Size in kilobases and sequencing coverage of each contig (black points) in a preliminary assembly of the Lost City metagenome. The 689 contigs with transposases (red) are smaller and have higher coverage than do the 16 contigs with 16S rRNA sequences (green).

To test these possibilities, similar TBLASTN searches to those described above for transposases were conducted with PFAM protein families representing plasmid and viral proteins. None of these searches resulted in many significant hits: only 13 reads contained plasmid replication proteins, 6 reads contained viral capsid proteins and 10 reads contained reverse transcriptases (data not shown). Therefore, if plasmids or viruses are carrying the abundant transposases found in the Lost City biofilm, they do not show significant sequence similarity with previously published plasmids and viruses. We also found little evidence of the presence of integrons and genomic islands; only 1.7% of all transposases in the Lost City biofilm (Table 2) belonged to the phage integrase family (which is associated with integrons and genomic islands), and few transposases were found on the same contig as that of tRNA genes (data not shown), frequent insertion sites for these elements. (See Supplementary information for further analyses.) It is also possible that transposase genes are present as multiple copies in regions of cellular genomes that are not conducive to assembly into large contigs, but this scenario cannot easily explain the high diversity of transposase sequences.

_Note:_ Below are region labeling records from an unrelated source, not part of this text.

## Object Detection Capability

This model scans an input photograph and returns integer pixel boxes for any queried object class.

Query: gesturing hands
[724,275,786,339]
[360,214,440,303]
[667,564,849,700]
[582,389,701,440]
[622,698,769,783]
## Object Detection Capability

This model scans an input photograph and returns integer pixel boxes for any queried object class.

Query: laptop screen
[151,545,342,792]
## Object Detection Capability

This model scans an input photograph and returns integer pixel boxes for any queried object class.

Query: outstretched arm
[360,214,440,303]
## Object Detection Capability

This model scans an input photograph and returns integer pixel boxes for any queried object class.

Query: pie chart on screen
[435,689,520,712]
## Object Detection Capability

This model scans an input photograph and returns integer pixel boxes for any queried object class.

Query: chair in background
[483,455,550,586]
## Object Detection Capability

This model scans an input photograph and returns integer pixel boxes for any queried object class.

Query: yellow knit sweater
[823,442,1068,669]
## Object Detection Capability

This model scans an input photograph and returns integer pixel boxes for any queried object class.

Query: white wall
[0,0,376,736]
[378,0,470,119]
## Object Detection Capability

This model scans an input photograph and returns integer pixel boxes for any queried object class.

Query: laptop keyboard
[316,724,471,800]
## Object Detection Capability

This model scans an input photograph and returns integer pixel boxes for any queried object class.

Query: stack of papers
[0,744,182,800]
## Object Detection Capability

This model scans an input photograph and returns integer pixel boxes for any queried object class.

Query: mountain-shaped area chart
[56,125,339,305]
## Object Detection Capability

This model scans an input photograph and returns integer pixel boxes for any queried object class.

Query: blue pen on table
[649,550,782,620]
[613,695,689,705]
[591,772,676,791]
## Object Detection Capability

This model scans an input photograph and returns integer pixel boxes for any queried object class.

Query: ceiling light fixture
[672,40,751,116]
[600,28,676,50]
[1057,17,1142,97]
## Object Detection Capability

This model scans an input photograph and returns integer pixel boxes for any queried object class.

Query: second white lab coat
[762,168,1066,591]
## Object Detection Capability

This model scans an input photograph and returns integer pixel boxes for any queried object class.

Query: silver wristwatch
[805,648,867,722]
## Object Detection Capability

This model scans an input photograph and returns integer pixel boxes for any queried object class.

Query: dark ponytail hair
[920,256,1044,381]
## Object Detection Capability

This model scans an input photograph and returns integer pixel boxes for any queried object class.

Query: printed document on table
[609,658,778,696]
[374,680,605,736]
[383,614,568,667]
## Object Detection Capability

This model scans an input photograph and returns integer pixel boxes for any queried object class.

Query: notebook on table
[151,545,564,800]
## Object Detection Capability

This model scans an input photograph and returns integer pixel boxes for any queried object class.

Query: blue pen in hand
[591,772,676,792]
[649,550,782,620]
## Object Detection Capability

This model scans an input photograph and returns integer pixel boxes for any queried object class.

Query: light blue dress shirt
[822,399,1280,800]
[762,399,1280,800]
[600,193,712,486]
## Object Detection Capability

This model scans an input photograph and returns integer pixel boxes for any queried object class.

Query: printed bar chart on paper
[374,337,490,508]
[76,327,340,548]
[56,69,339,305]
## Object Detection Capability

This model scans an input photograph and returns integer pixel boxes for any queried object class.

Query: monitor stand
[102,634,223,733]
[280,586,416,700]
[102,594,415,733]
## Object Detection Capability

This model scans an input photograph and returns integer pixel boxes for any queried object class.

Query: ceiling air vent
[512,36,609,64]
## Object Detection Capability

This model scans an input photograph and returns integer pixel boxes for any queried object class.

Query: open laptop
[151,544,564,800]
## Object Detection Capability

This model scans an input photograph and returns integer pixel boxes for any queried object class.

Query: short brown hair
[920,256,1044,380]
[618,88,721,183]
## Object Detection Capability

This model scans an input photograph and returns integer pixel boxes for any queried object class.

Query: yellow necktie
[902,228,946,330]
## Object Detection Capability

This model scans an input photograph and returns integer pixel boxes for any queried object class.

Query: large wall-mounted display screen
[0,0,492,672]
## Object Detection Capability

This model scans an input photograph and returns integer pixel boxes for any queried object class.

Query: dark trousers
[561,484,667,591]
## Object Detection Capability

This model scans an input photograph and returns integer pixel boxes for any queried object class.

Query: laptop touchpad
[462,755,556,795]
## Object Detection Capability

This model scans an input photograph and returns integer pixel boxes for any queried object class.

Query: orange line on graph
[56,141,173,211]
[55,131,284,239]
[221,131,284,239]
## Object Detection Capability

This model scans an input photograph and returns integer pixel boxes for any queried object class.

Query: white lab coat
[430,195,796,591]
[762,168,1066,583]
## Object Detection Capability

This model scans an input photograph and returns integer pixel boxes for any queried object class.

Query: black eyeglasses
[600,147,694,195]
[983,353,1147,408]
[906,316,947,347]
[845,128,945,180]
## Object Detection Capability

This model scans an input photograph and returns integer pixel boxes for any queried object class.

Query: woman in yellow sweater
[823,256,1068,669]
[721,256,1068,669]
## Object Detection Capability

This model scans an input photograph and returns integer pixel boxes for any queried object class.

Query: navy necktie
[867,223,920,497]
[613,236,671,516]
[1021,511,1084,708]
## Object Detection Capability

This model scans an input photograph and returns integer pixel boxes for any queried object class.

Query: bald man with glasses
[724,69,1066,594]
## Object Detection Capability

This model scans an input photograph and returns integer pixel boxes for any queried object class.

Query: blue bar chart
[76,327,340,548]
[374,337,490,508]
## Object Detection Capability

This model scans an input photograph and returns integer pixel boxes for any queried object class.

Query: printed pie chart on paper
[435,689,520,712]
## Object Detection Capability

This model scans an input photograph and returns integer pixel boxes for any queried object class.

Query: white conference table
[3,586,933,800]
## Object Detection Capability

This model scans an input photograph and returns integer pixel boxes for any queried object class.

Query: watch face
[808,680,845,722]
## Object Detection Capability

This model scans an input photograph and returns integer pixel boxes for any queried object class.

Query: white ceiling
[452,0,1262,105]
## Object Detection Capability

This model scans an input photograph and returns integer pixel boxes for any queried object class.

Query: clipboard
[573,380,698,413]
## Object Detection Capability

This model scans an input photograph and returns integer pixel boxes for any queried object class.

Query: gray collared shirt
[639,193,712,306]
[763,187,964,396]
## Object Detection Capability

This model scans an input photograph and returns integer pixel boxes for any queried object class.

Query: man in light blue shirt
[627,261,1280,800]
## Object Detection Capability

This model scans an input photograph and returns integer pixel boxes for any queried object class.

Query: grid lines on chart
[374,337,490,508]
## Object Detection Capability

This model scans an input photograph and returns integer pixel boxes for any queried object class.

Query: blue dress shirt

In conclusion, the most likely carriers of transposases in Lost City biofilms are small extracellular fragments of DNA. Many biofilms are known to contain extracellular DNA, and in some cases, it has been shown that the presence of extracellular DNA is required for biofilm formation (Whitchurch et al., 2002).

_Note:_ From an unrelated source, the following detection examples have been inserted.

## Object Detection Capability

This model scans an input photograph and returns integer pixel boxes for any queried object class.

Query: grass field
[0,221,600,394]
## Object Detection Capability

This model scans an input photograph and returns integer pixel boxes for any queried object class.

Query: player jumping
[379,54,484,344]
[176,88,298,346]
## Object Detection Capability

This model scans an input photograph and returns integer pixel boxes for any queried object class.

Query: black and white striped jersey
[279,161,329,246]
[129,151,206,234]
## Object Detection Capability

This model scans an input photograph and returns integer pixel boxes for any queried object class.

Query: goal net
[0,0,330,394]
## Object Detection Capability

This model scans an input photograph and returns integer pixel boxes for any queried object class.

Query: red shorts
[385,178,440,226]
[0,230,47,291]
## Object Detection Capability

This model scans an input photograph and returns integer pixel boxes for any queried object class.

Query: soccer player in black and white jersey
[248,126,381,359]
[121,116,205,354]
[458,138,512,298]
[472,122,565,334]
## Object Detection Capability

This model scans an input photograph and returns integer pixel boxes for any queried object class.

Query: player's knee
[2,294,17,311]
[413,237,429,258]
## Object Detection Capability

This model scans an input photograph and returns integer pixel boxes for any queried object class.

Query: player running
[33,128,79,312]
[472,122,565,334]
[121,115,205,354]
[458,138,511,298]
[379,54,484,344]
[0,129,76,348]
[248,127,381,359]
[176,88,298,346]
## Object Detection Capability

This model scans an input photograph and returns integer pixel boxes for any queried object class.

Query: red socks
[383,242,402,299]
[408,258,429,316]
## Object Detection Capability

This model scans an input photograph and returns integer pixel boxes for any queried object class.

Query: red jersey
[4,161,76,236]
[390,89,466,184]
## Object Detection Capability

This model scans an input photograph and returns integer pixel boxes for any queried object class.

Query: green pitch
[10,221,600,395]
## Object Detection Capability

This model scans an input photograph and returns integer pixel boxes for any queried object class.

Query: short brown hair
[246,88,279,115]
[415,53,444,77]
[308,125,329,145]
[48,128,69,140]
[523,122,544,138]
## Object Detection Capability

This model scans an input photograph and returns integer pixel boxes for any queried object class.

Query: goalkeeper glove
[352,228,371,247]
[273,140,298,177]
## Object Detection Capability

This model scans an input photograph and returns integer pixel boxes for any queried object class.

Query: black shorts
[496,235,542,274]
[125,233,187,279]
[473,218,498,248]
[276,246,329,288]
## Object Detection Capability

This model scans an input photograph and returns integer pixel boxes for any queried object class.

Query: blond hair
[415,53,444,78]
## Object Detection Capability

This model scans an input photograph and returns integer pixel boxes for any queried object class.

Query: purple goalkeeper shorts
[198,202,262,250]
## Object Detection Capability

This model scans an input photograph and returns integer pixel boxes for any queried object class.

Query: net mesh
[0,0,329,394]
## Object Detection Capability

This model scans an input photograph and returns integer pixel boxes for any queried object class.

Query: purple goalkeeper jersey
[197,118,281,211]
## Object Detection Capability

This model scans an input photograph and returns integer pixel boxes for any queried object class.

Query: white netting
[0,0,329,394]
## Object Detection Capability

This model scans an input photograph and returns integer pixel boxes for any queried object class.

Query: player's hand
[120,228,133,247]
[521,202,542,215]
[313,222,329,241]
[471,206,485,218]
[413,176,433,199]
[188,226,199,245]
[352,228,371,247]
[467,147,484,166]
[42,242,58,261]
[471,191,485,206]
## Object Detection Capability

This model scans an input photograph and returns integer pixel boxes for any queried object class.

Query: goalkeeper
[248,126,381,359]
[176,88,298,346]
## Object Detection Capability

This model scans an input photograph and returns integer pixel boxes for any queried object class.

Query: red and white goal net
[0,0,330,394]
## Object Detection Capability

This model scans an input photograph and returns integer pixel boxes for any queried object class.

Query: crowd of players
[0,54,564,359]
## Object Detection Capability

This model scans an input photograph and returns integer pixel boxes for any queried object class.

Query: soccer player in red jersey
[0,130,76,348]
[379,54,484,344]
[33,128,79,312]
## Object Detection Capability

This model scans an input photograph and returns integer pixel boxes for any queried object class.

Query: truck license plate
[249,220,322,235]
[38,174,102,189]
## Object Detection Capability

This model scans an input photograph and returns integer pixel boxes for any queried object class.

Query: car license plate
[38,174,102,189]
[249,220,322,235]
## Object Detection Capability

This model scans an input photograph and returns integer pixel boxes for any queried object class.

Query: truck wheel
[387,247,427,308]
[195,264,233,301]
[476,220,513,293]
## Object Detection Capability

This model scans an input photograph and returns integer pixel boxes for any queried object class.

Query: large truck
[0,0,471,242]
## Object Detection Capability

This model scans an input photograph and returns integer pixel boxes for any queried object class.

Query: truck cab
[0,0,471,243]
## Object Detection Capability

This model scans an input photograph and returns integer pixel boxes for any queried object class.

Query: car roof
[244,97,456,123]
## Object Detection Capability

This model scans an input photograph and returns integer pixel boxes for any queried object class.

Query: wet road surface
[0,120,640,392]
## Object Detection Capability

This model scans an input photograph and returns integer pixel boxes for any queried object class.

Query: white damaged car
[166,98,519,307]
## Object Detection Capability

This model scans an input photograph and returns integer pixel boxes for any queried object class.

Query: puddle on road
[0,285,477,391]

Although it is possible that many of the transposase genes detected in this study may not be expressed (Ram et al, 2005), their unprecedented abundance and diversity strongly suggest that lateral gene transfer (LGT) is a frequent occurrence within Lost City biofilms. Considering the low organismal diversity of these biofilms, LGT may be an important source of phenotypic diversity. Mathematical modeling suggests that LGT among genomes within a biofilm can stabilize the coexistence of multiple phenotypes and therefore contribute to the overall fitness of the biofilm community (Chia et al., 2008). Biofilms in other systems are known to generate physiological diversity in response to environmental stresses and gradients, despite limited genetic diversity (Boles et al., 2004; Stewart and Franklin, 2008), and many biofilm communities exhibit highly structured networks of interactions requiring interspecies communication and cooperation (Shapiro, 1998; Stoodley et al., 2002; West et al., 2006). Therefore, further work should investigate whether similar kinds of collective interactions are operating in the low-diversity biofilms of Lost City chimneys, where survival in extreme conditions may require the stable coexistence of multiple phenotypes enabled by LGT.

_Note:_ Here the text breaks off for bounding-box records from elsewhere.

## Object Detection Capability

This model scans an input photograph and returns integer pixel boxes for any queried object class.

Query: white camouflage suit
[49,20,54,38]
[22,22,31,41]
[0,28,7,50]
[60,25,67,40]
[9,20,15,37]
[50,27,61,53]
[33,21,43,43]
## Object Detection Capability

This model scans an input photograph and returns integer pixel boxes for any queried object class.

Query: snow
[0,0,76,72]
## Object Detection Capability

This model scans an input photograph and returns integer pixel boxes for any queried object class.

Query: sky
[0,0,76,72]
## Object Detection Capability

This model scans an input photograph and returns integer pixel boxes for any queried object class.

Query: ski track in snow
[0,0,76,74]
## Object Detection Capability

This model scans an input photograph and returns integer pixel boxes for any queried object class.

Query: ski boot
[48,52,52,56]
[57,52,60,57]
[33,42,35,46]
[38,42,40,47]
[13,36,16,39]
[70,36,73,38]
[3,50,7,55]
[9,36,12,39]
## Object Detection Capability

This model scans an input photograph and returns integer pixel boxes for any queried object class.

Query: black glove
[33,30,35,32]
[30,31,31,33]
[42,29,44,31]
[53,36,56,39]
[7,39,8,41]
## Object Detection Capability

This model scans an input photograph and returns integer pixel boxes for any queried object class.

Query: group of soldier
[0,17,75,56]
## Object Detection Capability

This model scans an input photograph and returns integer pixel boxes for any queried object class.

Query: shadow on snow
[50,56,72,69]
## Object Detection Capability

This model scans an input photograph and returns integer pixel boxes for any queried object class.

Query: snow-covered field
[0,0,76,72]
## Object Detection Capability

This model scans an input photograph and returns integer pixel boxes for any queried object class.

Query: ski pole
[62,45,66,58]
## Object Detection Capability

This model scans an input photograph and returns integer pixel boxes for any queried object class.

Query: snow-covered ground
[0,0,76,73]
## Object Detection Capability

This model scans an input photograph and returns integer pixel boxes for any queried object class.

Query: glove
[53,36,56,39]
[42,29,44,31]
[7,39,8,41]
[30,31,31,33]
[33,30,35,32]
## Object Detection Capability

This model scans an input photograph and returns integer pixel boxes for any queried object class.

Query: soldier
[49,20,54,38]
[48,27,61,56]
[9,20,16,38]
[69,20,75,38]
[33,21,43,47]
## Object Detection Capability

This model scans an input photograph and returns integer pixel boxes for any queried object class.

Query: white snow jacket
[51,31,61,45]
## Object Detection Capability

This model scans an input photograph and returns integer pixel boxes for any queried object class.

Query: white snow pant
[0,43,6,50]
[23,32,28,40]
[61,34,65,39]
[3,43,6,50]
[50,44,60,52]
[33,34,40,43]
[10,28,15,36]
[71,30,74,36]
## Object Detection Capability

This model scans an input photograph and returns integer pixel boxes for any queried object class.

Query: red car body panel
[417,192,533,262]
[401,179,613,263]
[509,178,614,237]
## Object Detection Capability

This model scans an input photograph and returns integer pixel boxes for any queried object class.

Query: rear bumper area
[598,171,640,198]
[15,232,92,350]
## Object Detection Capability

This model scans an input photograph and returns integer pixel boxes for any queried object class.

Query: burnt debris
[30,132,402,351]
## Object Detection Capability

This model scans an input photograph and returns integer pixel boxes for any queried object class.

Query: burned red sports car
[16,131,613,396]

Lost City carbonate chimneys have been discussed as models for the origin and early evolution of life because of the prevalence of ultramafic environments on early Earth (Grove and Parman, 2004) and Mars (Hamilton and Christensen, 2005), because of the exothermic generation of hydrogen and organic compounds by serpentinization (Proskurowski et al., 2008), because of the potential of chimney pores to concentrate biochemicals (Baaske et al., 2007) and because of the advantage of a high pH for prebiotic chemistry (Martin et al., 2008). In addition, it has been suggested that a community of primitive precells (Baross and Hoffman, 1985) or progenotes (Woese, 1998) undergoing extensive gene transfer represented an early stage of evolution before the advent of free-living cells. Therefore, the biofilms of Lost City carbonate chimneys could serve as a model for this theory, considering the potential for generating phenotypic diversity with limited organismal diversity through rampant LGT.

Accession numbers

This Whole Genome Shotgun project has been deposited at DDBJ/EMBL/Genbank under the project accession ACQI00000000. The version described in this paper is the first version, ACQI01000000. All sequencing reads are deposited under accession numbers ACQI01006325–ACQI01026573, and assembled contigs are deposited under accession numbers ACQI01000001–ACQI01006324.